В 1901 году на Рождество Фарху отстранила от дел лондонская клика под предводительством сэра Эдварда Сассуна, члена палаты общин, — щеголя, на которого рисовали карикатуры в «Вэнити фейр». Еще двое из рода Сассунов — Реубен и Артур — крутились возле беспутного принца Уэльского, будущего короля Эдуарда VII: сопровождали его на курорты и делали по его поручению ставки на бегах. Фарха взяла новое имя — Флора, арендовала особняк в Мейфэре и безуспешно попыталась интригами вернуть себе контроль над фирмой. Все Сассуны рано или поздно заканчивали свой путь в фамильном мавзолее в приморском Брайтоне — в здании, резко выделяющемся среди жилой застройки: его восточный купол увенчан дерзким декоративным шпилем.
Тем временем в Шанхае фамильные капиталы оказались в руках Виктора — неутомимого ловеласа в белом костюме. О похождениях Виктора мы знаем в основном по мемуарам его молоденькой любовницы — наблюдательной американской журналистки Эмили Хан. Эмили, крутившая роман с неким китайцем, предупредила Виктора, что коммунистические силы крепнут, но он пропустил ее слова мимо ушей. Он был занят — превращал шанхайскую набережную в злачные места для богачей и модников. Возвел отель «Катай» — сплошная позолота, «любой каприз за ваши деньги». В светлое время суток Виктора следовало искать на ипподроме — в Англии у него был престижный конный завод. Когда в конце 1940‑х власть в Китае захватили коммунисты, Виктор поспешил сбыть свое имущество и удалился на покой на Багамы, где женился на своей сиделке. Когда в 1961‑м он скончался, имущество, оставшееся от него в наследство, оценили в каких‑то 12 тыс. фунтов стерлингов, и имя Сассунов кануло в Лету.
Но не вполне. Поэт Зигфрид Сассун, автор стихов о войне, включен в канон английской литературы. В Бомбее (ныне Мумбаи) есть множество школ и библиотека имени Давида Сассуна, где посетителей встречает статуя патриарха в человеческий рост, с приветливо распростертыми руками.

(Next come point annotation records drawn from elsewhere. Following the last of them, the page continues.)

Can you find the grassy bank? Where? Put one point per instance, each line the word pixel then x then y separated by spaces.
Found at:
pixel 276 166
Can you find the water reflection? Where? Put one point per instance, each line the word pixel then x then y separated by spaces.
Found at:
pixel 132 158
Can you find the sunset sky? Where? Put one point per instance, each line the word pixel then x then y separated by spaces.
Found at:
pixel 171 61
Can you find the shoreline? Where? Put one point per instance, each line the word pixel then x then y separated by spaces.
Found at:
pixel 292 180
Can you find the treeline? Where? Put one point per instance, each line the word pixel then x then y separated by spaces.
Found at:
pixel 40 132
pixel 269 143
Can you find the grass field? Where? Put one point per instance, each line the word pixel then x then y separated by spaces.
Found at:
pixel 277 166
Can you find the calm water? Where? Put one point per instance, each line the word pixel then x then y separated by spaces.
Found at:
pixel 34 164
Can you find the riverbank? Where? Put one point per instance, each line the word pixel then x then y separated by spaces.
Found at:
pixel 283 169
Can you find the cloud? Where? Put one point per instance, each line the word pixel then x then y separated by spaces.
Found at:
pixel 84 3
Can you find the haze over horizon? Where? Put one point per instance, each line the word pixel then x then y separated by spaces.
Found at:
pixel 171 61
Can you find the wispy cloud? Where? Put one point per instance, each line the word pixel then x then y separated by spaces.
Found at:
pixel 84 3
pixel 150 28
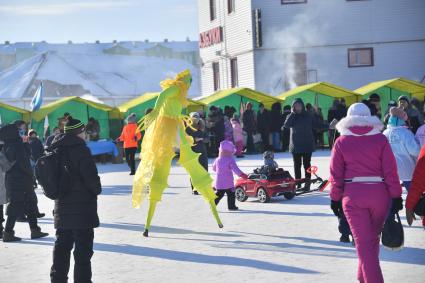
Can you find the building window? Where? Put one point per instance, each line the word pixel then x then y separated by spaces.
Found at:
pixel 234 72
pixel 213 10
pixel 230 6
pixel 216 76
pixel 292 1
pixel 360 57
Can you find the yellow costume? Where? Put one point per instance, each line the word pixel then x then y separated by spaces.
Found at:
pixel 162 126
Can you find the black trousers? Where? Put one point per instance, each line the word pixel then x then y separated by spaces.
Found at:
pixel 230 197
pixel 302 159
pixel 83 252
pixel 130 154
pixel 265 140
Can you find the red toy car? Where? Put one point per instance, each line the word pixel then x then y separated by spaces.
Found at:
pixel 277 183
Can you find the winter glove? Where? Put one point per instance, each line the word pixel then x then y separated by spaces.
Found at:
pixel 336 207
pixel 397 205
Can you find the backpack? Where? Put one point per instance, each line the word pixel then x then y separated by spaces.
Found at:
pixel 53 173
pixel 393 234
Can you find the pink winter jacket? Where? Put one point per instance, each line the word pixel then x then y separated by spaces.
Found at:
pixel 225 166
pixel 362 155
pixel 237 131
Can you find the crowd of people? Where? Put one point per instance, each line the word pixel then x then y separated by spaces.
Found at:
pixel 366 188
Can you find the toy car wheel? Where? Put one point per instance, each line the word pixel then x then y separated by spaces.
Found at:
pixel 289 195
pixel 262 195
pixel 240 194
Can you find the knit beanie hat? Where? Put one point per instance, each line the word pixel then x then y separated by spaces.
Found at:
pixel 74 126
pixel 405 98
pixel 227 146
pixel 132 118
pixel 358 109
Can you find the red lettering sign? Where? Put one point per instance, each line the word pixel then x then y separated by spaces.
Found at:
pixel 210 37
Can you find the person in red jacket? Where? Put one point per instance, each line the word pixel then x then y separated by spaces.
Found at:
pixel 131 136
pixel 417 188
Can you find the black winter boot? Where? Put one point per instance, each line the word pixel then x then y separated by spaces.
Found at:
pixel 36 233
pixel 345 239
pixel 10 237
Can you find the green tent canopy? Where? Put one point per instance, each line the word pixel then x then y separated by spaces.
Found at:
pixel 321 94
pixel 392 89
pixel 237 96
pixel 81 109
pixel 9 113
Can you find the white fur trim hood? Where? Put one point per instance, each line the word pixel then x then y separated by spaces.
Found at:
pixel 346 123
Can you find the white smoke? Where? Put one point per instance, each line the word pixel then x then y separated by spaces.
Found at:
pixel 308 28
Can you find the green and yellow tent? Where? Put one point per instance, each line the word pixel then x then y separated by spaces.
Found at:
pixel 9 113
pixel 79 108
pixel 392 89
pixel 237 96
pixel 321 94
pixel 139 105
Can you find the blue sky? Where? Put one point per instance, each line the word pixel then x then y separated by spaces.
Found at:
pixel 104 20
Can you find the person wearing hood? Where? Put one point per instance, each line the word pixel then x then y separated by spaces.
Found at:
pixel 19 185
pixel 75 212
pixel 415 119
pixel 131 136
pixel 263 125
pixel 249 126
pixel 403 145
pixel 197 132
pixel 5 165
pixel 364 180
pixel 225 166
pixel 301 145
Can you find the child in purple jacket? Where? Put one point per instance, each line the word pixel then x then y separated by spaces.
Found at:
pixel 225 166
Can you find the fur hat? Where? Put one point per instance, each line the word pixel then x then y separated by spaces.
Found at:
pixel 399 113
pixel 227 146
pixel 74 126
pixel 132 118
pixel 358 115
pixel 405 98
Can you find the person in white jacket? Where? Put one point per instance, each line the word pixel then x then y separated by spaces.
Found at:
pixel 403 144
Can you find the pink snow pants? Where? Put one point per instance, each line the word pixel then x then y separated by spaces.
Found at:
pixel 239 148
pixel 366 208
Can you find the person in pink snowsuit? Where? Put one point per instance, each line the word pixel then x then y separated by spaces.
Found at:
pixel 364 176
pixel 225 166
pixel 237 135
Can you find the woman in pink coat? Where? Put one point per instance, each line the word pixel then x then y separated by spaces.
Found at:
pixel 225 166
pixel 237 135
pixel 364 177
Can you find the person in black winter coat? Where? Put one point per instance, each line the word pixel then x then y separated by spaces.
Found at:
pixel 276 125
pixel 301 123
pixel 75 213
pixel 19 185
pixel 285 132
pixel 263 125
pixel 198 134
pixel 249 126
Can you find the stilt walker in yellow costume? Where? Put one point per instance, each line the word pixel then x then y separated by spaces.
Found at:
pixel 162 127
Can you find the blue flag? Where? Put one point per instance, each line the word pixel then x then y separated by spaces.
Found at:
pixel 37 100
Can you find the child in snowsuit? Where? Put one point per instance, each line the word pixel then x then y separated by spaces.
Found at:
pixel 403 144
pixel 365 182
pixel 416 190
pixel 228 130
pixel 237 135
pixel 225 166
pixel 269 164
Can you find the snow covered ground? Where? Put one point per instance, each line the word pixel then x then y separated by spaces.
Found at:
pixel 281 241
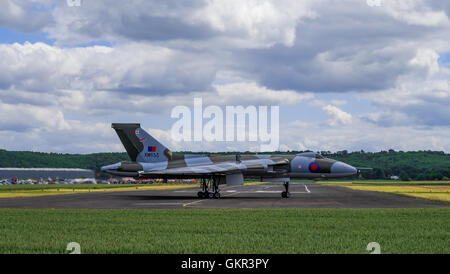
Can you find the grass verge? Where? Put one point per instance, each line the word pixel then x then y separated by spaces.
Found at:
pixel 226 231
pixel 439 191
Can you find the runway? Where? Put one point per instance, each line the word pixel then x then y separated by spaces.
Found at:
pixel 304 195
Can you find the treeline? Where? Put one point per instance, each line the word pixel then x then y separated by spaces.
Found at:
pixel 412 165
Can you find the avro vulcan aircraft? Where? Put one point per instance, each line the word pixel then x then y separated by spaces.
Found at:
pixel 150 159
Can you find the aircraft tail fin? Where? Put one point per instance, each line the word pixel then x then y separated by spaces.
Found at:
pixel 140 145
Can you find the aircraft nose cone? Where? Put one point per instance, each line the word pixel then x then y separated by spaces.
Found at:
pixel 110 167
pixel 340 167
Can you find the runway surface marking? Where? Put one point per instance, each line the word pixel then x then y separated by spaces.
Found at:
pixel 196 202
pixel 304 195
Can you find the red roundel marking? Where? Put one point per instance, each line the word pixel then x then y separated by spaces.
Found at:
pixel 314 167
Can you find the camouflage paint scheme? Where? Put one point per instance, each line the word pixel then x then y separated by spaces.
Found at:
pixel 150 159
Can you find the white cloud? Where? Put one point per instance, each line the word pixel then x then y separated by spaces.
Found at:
pixel 337 116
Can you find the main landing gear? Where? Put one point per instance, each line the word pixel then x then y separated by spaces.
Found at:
pixel 207 185
pixel 286 194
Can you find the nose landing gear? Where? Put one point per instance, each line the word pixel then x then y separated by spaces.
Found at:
pixel 286 193
pixel 212 183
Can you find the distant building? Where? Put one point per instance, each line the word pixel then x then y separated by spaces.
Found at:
pixel 37 173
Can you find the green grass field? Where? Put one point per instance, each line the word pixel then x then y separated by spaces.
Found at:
pixel 14 191
pixel 226 231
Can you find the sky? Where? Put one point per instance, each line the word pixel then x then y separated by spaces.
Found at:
pixel 346 75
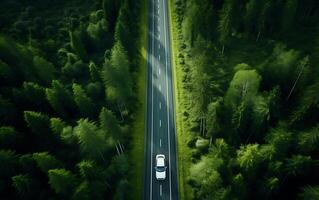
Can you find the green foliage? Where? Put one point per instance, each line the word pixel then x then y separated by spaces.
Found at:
pixel 309 141
pixel 77 44
pixel 298 165
pixel 116 76
pixel 44 69
pixel 249 157
pixel 84 103
pixel 9 137
pixel 309 102
pixel 309 192
pixel 61 181
pixel 281 140
pixel 225 22
pixel 60 99
pixel 92 140
pixel 243 88
pixel 57 125
pixel 9 162
pixel 289 14
pixel 24 185
pixel 110 124
pixel 46 162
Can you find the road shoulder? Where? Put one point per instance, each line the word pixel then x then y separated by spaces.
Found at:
pixel 138 132
pixel 183 152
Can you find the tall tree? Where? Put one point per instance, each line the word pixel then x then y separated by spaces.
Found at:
pixel 62 181
pixel 225 23
pixel 84 103
pixel 60 99
pixel 91 139
pixel 117 77
pixel 45 161
pixel 289 14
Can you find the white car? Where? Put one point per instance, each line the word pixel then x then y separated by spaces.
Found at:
pixel 160 168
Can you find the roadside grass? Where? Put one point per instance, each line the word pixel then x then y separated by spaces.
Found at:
pixel 183 150
pixel 136 153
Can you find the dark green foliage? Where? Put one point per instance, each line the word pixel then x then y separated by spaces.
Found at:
pixel 309 192
pixel 60 99
pixel 84 103
pixel 91 139
pixel 45 161
pixel 9 138
pixel 24 185
pixel 77 44
pixel 260 96
pixel 61 181
pixel 51 84
pixel 44 69
pixel 118 83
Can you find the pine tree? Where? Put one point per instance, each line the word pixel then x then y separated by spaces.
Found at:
pixel 9 138
pixel 77 44
pixel 45 161
pixel 309 192
pixel 289 14
pixel 110 124
pixel 40 128
pixel 60 99
pixel 225 23
pixel 91 139
pixel 116 76
pixel 45 70
pixel 24 185
pixel 84 103
pixel 62 181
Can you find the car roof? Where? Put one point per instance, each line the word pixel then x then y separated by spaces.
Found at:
pixel 160 162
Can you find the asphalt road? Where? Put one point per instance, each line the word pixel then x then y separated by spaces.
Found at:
pixel 160 124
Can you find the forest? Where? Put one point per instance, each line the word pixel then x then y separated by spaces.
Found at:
pixel 248 74
pixel 68 73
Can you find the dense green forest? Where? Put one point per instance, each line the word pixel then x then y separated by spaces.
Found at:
pixel 250 97
pixel 67 79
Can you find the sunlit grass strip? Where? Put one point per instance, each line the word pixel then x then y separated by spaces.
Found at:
pixel 137 151
pixel 182 149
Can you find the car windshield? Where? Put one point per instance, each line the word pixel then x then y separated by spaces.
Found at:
pixel 160 169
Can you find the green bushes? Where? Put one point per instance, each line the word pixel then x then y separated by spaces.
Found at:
pixel 64 119
pixel 249 98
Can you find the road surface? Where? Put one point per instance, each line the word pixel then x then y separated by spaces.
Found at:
pixel 160 122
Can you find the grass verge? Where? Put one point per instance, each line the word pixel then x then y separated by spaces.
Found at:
pixel 183 151
pixel 137 148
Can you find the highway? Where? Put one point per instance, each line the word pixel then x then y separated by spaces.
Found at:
pixel 160 130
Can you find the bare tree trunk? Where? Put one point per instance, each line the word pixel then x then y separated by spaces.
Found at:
pixel 200 126
pixel 258 35
pixel 102 156
pixel 120 110
pixel 204 128
pixel 293 87
pixel 118 152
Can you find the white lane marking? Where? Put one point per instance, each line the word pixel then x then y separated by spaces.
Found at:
pixel 168 134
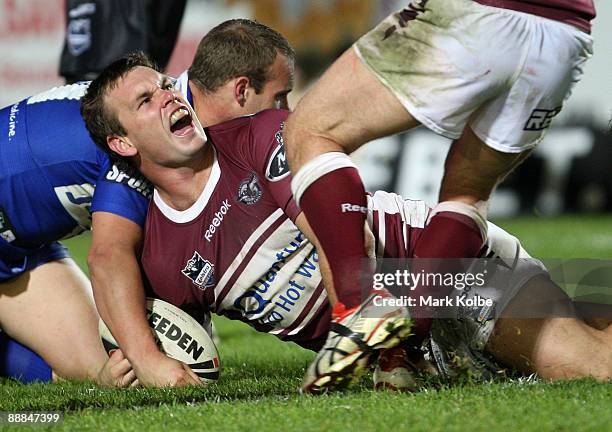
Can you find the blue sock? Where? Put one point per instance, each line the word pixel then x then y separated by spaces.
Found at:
pixel 21 363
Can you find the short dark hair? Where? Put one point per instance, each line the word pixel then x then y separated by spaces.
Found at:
pixel 237 47
pixel 99 120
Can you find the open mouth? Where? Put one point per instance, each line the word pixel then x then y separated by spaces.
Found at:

В Шанхае одну из построенных Виктором синагог занимает какое‑то министерство, а другую — государственный музей, где вам объявляют, что Китай — единственная страна, никогда не знавшая антисемитизма. При Мао Цзэдуне отель «Катай» стал гостиницей «Мир», но следы былого великолепия заметны доныне.
Джозеф Сассун написал прекрасную эпитафию семье гигантов, которая создала несколько миров, но ни один не уберегла от вырождения. Их фамильные реликвии до сих пор вызывают ажиотаж на аукционах, а их жизненные принципы иногда дают о себе знать на окраинах глобализированной финансовой сферы — и таким образом история предостерегает, что величайшие состояния человек наживает или теряет благодаря своему характеру, а не умению рассчитать барыш.